Mubadala Petroleum has announced that appraisal drilling and testing has confirmed the Pegaga discovery in Block SK320 offshore Malaysia as a substantial gas find with significant commercial potential.
A third discovery, Sirih-1, has also been confirmed from the 2013/14 exploration drilling program that has targeted a series of carbonate pinnacles within Block SK320. This adds to the Pegaga-1 and Sintok-1 discoveries announced previously, and the existing M5 discovery, which Mubadala Petroleum successfully appraised in 2012.
The Pegaga-2 appraisal well was drilled to a total depth of 2685 m and confirmed an 850 m gas column.
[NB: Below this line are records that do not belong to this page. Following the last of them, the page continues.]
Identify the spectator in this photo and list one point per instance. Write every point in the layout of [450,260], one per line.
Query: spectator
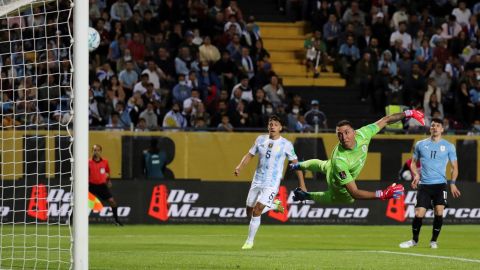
[141,125]
[462,13]
[227,71]
[364,73]
[402,35]
[154,161]
[331,31]
[121,11]
[142,85]
[246,91]
[190,105]
[184,62]
[174,118]
[451,28]
[114,123]
[349,54]
[247,66]
[150,116]
[257,109]
[314,117]
[208,52]
[441,79]
[274,91]
[225,124]
[386,60]
[155,74]
[181,91]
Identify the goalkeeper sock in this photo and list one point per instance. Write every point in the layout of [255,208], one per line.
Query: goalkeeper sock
[416,225]
[437,226]
[252,230]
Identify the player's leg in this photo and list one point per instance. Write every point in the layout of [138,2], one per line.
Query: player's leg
[439,202]
[424,202]
[265,197]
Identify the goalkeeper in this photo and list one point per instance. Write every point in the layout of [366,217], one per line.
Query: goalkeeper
[347,161]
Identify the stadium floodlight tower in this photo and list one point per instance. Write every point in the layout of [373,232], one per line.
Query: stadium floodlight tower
[44,134]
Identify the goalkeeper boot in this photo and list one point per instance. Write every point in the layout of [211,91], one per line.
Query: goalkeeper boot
[300,195]
[278,207]
[247,245]
[408,244]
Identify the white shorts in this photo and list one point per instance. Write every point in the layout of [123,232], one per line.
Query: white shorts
[262,195]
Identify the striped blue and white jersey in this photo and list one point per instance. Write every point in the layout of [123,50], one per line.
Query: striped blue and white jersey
[434,157]
[271,159]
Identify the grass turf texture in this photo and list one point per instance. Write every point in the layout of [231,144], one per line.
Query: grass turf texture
[276,247]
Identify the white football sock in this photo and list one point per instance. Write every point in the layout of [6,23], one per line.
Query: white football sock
[252,229]
[266,209]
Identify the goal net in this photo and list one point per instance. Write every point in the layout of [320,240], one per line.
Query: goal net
[36,141]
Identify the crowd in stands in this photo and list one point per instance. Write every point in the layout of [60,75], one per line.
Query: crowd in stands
[194,64]
[198,64]
[418,54]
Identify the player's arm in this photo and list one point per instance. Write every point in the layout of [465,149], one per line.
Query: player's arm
[301,179]
[359,194]
[393,118]
[416,174]
[393,191]
[248,156]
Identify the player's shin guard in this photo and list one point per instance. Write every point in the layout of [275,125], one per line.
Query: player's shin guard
[416,226]
[252,230]
[437,226]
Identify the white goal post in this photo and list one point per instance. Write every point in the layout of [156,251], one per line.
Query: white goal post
[44,134]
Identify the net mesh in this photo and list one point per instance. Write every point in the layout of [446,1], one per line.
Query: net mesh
[35,141]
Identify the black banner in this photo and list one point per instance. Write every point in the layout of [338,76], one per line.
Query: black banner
[186,202]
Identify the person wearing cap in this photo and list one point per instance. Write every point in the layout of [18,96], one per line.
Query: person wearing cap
[315,117]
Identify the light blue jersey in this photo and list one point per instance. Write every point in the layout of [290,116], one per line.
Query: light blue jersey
[434,157]
[271,158]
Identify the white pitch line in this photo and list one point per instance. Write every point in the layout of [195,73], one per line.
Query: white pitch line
[422,255]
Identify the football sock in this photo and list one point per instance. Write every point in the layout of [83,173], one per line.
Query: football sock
[115,214]
[437,226]
[416,225]
[252,229]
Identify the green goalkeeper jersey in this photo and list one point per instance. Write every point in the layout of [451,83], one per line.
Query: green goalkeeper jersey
[346,164]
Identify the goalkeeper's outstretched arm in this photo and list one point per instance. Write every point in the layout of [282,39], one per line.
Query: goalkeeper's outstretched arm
[393,191]
[393,118]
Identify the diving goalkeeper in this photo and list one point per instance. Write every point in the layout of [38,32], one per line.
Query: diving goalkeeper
[347,161]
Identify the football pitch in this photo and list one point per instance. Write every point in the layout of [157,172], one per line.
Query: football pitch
[280,247]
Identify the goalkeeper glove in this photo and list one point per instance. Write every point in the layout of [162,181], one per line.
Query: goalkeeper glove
[294,166]
[393,191]
[417,115]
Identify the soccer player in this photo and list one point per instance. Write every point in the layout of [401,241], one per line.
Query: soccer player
[272,150]
[434,154]
[99,180]
[347,161]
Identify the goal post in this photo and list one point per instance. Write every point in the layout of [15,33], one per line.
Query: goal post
[44,134]
[81,101]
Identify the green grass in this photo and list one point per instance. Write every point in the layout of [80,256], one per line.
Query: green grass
[276,247]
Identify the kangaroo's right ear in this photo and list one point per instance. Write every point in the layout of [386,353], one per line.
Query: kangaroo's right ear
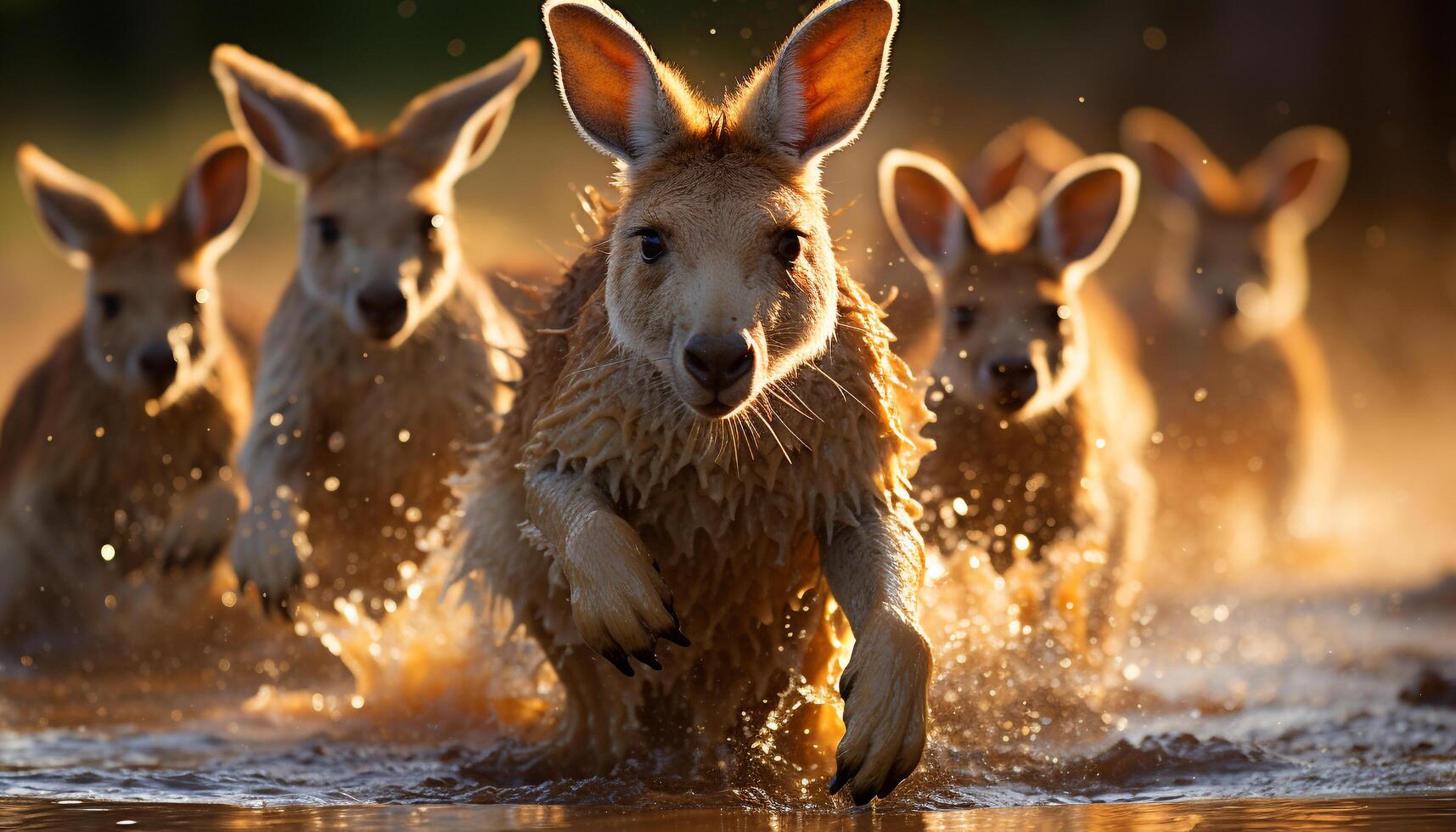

Testing of the main gas-bearing zones produced flow rates of 30-50 million ft3/d of good quality gas with condensate. Pegaga lies in 109 m of water.
The Sirih-1 well, adjacent to the Sintok discovery, was drilled to a total depth of 3000 m into the main target reservoir and penetrated a 293 m gas column. Sirih-1 was plugged and abandoned as planned.
Maurizio La Noce, CEO of Mubadala Petroleum, commented: "Validating the objectives of our exploration program and the quality of our organization, we are excited to confirm four gas discoveries in close proximity, including the original M-5 well success, all within the Mubadala Petroleum operated block SK320. Together these discoveries represent a very significant hydrocarbon resource, with the potential for a commercially attractive, integrated development. We are building up our team and will be working closely with our partners, PETRONAS Carigali and Shell, to evaluate all the options for commercializing the resources in the block in due course."
Sintok-1 well was drilled to a total depth of 2775 m into the main target reservoir and also penetrated a 290 m gas column.